Vol. 3 No. 16 · 3 September 1981

SIR: In his interesting review of John Redcliffe-Maud’s memoirs (LRB, 6 August), C.H. Sisson makes the following strange remark: ‘One has some sympathy with those of Maud’s colleagues who thought, he tells us, that the Arts Council took too much of his time, and … the more since there is nothing in the book to suggest that he had even a glimmering of foresight as to the political meaning of [this organisation].’ I hope Mr Sisson can be prevailed upon to let us all into the well-kept secret of the ‘political meaning’ of the Arts Council. What sinister schemes are being hatched behind the blandly well-meaning ‘front’? The Council has been brilliantly successful in persuading us that it pretends to nothing more harmful than giving grants to Covent Garden, and the National Theatre, not to mention the London Review of Books and Poetry Nation Review, of which of course Mr Sisson is a distinguished editor.

Graham Martin
Open University, Milton Keynes

Vol. 3 No. 17 · 17 September 1981

SIR: I wish I could answer satisfactorily Graham Martin’s question about the ‘political meaning’ of the Arts Council (Letters, 3 September). When I used that phrase, it was to make a point about the proper function of a government department in relation to that body. This is a subject in itself, and a legitimate one, but it is not, I gather, what interests Mr Martin. He seems to be raising a more general issue.

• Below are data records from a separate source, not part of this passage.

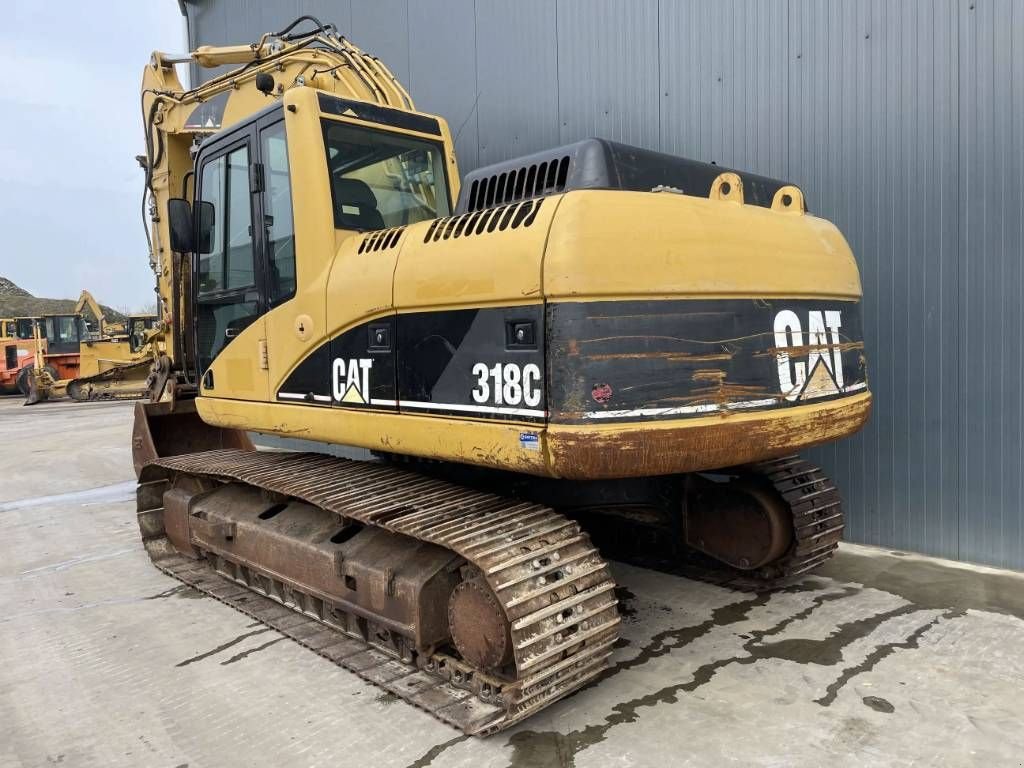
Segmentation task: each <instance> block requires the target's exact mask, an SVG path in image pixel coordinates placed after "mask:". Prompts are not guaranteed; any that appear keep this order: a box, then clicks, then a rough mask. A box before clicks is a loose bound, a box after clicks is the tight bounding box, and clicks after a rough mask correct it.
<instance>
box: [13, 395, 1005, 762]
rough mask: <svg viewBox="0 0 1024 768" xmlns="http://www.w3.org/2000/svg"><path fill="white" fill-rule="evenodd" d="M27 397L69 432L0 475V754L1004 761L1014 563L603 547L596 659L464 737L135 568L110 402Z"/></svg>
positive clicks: (440, 758)
mask: <svg viewBox="0 0 1024 768" xmlns="http://www.w3.org/2000/svg"><path fill="white" fill-rule="evenodd" d="M35 409H38V410H33V411H32V413H31V416H30V414H29V413H28V412H29V411H30V410H29V409H20V407H19V404H18V403H16V402H10V401H7V400H0V430H2V431H3V432H4V434H18V435H23V436H25V435H32V434H35V433H44V434H55V435H68V434H71V433H75V435H76V440H75V441H74V442H72V441H71V440H63V439H62V440H59V442H60V443H61V447H62V449H63V450H61V451H53V452H42V453H34V454H32V462H31V464H32V466H31V468H30V469H29V470H28V471H27V472H25V473H20V472H19V473H18V474H17V476H16V479H15V477H14V475H12V474H11V473H10V472H9V471H8V472H5V473H4V474H3V475H2V477H3V482H2V483H0V522H2V523H3V530H4V536H3V538H2V539H0V766H4V767H5V766H43V765H51V764H60V765H71V766H78V765H83V766H84V765H97V766H98V765H103V766H110V765H131V766H136V765H146V766H147V765H154V766H179V765H183V764H187V765H189V766H193V767H195V766H236V765H238V766H253V765H268V766H271V765H272V766H280V765H297V766H302V765H360V766H374V768H377V767H379V766H398V767H402V766H474V767H475V766H494V767H496V768H497V767H499V766H501V767H503V768H504V767H506V766H515V767H516V768H532V767H540V766H578V767H579V768H585V767H586V766H676V765H689V766H719V765H723V764H730V765H743V766H746V765H756V766H804V765H806V766H812V765H813V766H816V765H840V766H846V765H850V766H853V765H864V764H873V765H907V766H909V765H929V766H930V765H947V766H959V765H986V766H989V765H994V766H1002V765H1008V766H1017V765H1022V764H1024V757H1022V756H1024V728H1022V724H1024V708H1022V706H1021V703H1020V694H1021V691H1022V690H1024V654H1022V652H1021V651H1022V650H1024V577H1022V575H1021V574H1018V573H1012V572H1008V571H998V570H994V569H989V568H976V567H972V566H965V565H961V564H954V563H948V562H944V561H940V560H934V559H930V558H924V557H918V556H913V555H906V554H904V553H895V554H894V553H890V552H887V551H884V550H878V549H871V548H865V547H856V546H851V545H845V546H844V547H843V549H842V551H841V553H840V554H839V555H838V556H837V557H836V558H835V560H834V561H833V562H831V563H829V564H828V565H827V566H826V567H825V568H823V569H822V570H821V571H819V572H818V573H816V574H814V575H812V577H809V578H807V579H804V580H803V581H801V582H799V583H797V584H794V585H792V586H790V587H788V588H786V589H784V590H781V591H778V592H775V593H773V594H753V593H746V592H737V591H733V590H730V589H726V588H722V587H717V586H714V585H711V584H703V583H699V582H695V581H691V580H687V579H683V578H679V577H675V575H669V574H666V573H662V572H656V571H654V570H649V569H645V568H641V567H635V566H630V565H624V564H618V563H615V564H613V570H614V574H615V578H616V580H617V581H618V583H620V584H621V588H620V590H618V597H620V600H621V603H622V610H623V636H622V639H621V641H620V643H618V646H617V648H616V650H615V653H614V655H613V657H612V663H611V666H610V668H609V669H608V670H607V671H606V672H605V673H604V675H603V678H602V679H601V680H600V681H598V682H597V683H594V684H591V685H589V686H587V687H586V688H585V689H584V690H582V691H579V692H578V693H575V694H574V695H572V696H571V697H569V698H567V699H565V700H563V701H560V702H558V703H556V705H555V706H553V707H552V708H550V709H549V710H547V711H545V712H543V713H541V714H540V715H539V716H537V717H535V718H532V719H530V720H528V721H526V722H525V723H523V724H521V725H520V726H518V727H516V728H515V729H513V730H511V731H508V732H504V733H500V734H497V735H495V736H493V737H489V738H487V739H479V738H468V737H465V736H463V735H462V734H460V733H458V732H456V731H454V730H453V729H451V728H450V727H447V726H445V725H443V724H441V723H439V722H436V721H434V720H433V719H432V718H431V717H430V716H428V715H426V714H424V713H422V712H420V711H419V710H416V709H414V708H412V707H410V706H408V705H406V703H403V702H401V701H400V700H396V699H395V698H394V697H393V696H391V695H389V694H387V693H385V692H384V691H382V690H380V689H378V688H375V687H373V686H371V685H369V684H367V683H365V682H362V681H361V680H359V679H358V678H356V677H355V676H354V675H351V674H349V673H347V672H345V671H344V670H341V669H339V668H337V667H335V666H333V665H331V664H330V663H328V662H326V660H325V659H323V658H321V657H319V656H316V655H314V654H313V653H311V652H309V651H308V650H305V649H304V648H302V647H300V646H298V645H297V644H295V643H293V642H291V641H290V640H288V639H286V638H284V637H282V636H280V635H279V634H278V633H275V632H274V631H271V630H268V629H267V628H265V627H262V626H260V625H258V624H254V623H253V622H252V620H251V618H249V617H248V616H245V615H243V614H242V613H239V612H237V611H234V610H232V609H230V608H228V607H226V606H224V605H222V604H220V603H218V602H216V601H215V600H213V599H210V598H207V597H204V596H203V595H201V594H200V593H198V592H197V591H195V590H193V589H189V588H187V587H184V586H182V585H180V584H178V583H176V582H174V581H172V580H170V579H169V578H167V577H165V575H163V574H162V573H160V572H159V571H157V570H156V569H155V568H154V567H152V565H151V564H150V562H148V560H147V558H146V556H145V554H144V552H143V550H142V548H141V546H140V544H139V543H138V541H137V529H136V527H135V520H134V503H133V501H132V500H131V498H130V493H128V492H130V481H131V467H130V460H129V447H128V435H129V433H130V420H131V407H130V406H125V404H112V406H103V404H97V406H70V407H68V406H66V404H61V403H43V404H41V406H37V407H35ZM83 436H88V437H89V439H90V440H91V443H86V442H84V441H83V440H82V439H81V438H82V437H83ZM71 444H75V445H77V446H78V447H76V449H75V450H71V449H70V445H71ZM33 445H34V446H35V443H33ZM83 445H88V446H87V447H83ZM33 450H35V447H34V449H33ZM69 457H71V458H69ZM8 467H9V465H8Z"/></svg>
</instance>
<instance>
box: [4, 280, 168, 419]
mask: <svg viewBox="0 0 1024 768" xmlns="http://www.w3.org/2000/svg"><path fill="white" fill-rule="evenodd" d="M86 309H88V311H89V312H91V313H92V316H93V317H94V319H95V324H96V326H95V329H93V328H92V327H90V325H89V324H88V322H87V321H86V319H85V314H84V311H85V310H86ZM36 325H37V326H38V331H37V333H36V334H35V348H34V351H33V361H32V362H31V364H29V365H28V366H26V367H25V368H24V369H23V370H22V371H20V372H19V375H18V379H17V386H18V388H19V389H20V391H22V393H23V394H24V395H26V400H25V402H26V404H27V406H32V404H35V403H36V402H40V401H42V400H46V399H50V398H54V397H62V396H66V395H67V396H69V397H71V398H72V399H75V400H98V399H137V398H139V397H144V396H146V394H147V393H148V389H147V388H146V378H147V376H148V373H150V367H151V365H152V362H153V360H154V358H155V356H156V353H157V348H156V346H154V345H151V344H150V342H148V337H150V336H151V335H152V334H153V333H154V331H155V329H156V327H157V317H156V315H150V314H132V315H128V316H127V317H126V318H125V322H124V323H108V322H106V316H105V312H104V310H103V308H102V306H100V304H99V302H97V301H96V300H95V299H94V298H93V296H92V294H91V293H89V292H88V291H86V290H83V291H82V293H81V295H80V296H79V298H78V303H76V305H75V308H74V309H73V310H72V313H71V314H67V315H54V316H51V317H49V318H40V322H39V323H37V324H36Z"/></svg>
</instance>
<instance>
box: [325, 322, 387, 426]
mask: <svg viewBox="0 0 1024 768" xmlns="http://www.w3.org/2000/svg"><path fill="white" fill-rule="evenodd" d="M394 325H395V321H394V318H393V317H382V318H380V319H376V321H372V322H371V323H365V324H362V325H360V326H356V327H355V328H352V329H350V330H348V331H346V332H345V333H343V334H341V336H336V337H335V338H334V339H333V340H332V341H331V375H330V381H331V396H332V398H333V400H334V404H335V406H339V407H342V408H374V409H384V410H394V409H395V408H396V407H397V403H396V402H395V394H394V384H395V381H394V357H395V346H394Z"/></svg>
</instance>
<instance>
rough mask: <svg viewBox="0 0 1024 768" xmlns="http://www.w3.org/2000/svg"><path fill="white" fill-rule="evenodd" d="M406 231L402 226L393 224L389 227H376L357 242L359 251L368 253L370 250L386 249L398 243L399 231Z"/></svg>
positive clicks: (399, 231) (400, 239) (388, 248)
mask: <svg viewBox="0 0 1024 768" xmlns="http://www.w3.org/2000/svg"><path fill="white" fill-rule="evenodd" d="M403 231H406V227H404V226H394V227H391V228H390V229H378V230H377V231H375V232H370V233H368V234H367V236H366V237H365V238H364V239H362V242H361V243H359V253H370V252H371V251H387V250H389V249H391V248H394V247H395V246H396V245H398V241H399V240H401V233H402V232H403Z"/></svg>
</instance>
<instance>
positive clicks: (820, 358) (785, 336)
mask: <svg viewBox="0 0 1024 768" xmlns="http://www.w3.org/2000/svg"><path fill="white" fill-rule="evenodd" d="M841 327H842V317H841V314H840V312H839V310H826V311H810V312H808V313H807V344H806V346H805V345H804V332H803V329H802V328H801V325H800V317H799V316H797V313H796V312H794V311H793V310H792V309H783V310H782V311H780V312H779V313H778V314H776V315H775V327H774V331H775V360H776V361H777V362H778V384H779V389H780V390H781V392H782V394H783V395H785V398H786V399H787V400H792V401H796V400H803V399H811V398H814V397H826V396H828V395H830V394H839V393H841V392H842V391H843V349H842V347H841V346H840V334H839V329H840V328H841ZM784 350H788V351H784ZM803 355H807V360H806V362H805V361H804V360H800V361H793V360H792V359H791V358H792V357H794V356H803Z"/></svg>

He asks if I could ‘be prevailed upon to let us all into the well-kept secret of the “political meaning" of the Arts Council’. The answer is that I easily could be, if I knew of any such secret, but I do not. That is not what I meant at all. ‘What sinister schemes,’ Mr Martin asks, ‘are being hatched behind the blandly well-meaning “front"?’ What indeed? Of course wherever public money – any money – is being given away, there are ‘sinister schemes’ afoot, to get hold of more of it, or a bigger share of it, or to use it for some purpose for which it was not originally intended. That is another subject on its own, or rather it is a series of particular questions, with which I have happily never been concerned, though I am sure that such matters must occupy a good deal of the time of people at the Arts Council and elsewhere, whose business it is to be concerned with them.

That said, I am perfectly prepared to maintain, and do in fact maintain, that the Arts Council and Unesco (the other body I mentioned in the same connection) have a ‘political meaning’. How could it be otherwise? The public funding of the arts raises a whole hornets’ nest of questions both for the health of the arts themselves and for the well-being of the res publica. There is nothing more ‘secret’ about that than about the fact that the public funding of universities, and indeed of education in general, raises political problems. When money comes, it does not come alone, as surely the most ingenuous academic must see by now. That is not to say that I am fool enough to suppose, in the case either of the arts or of education, that the problems would disappear if there were no public money involved: they would change. It seems to me that some of the most intractable questions in this general field, in recent years, have arisen from the injection of what is called private money into television.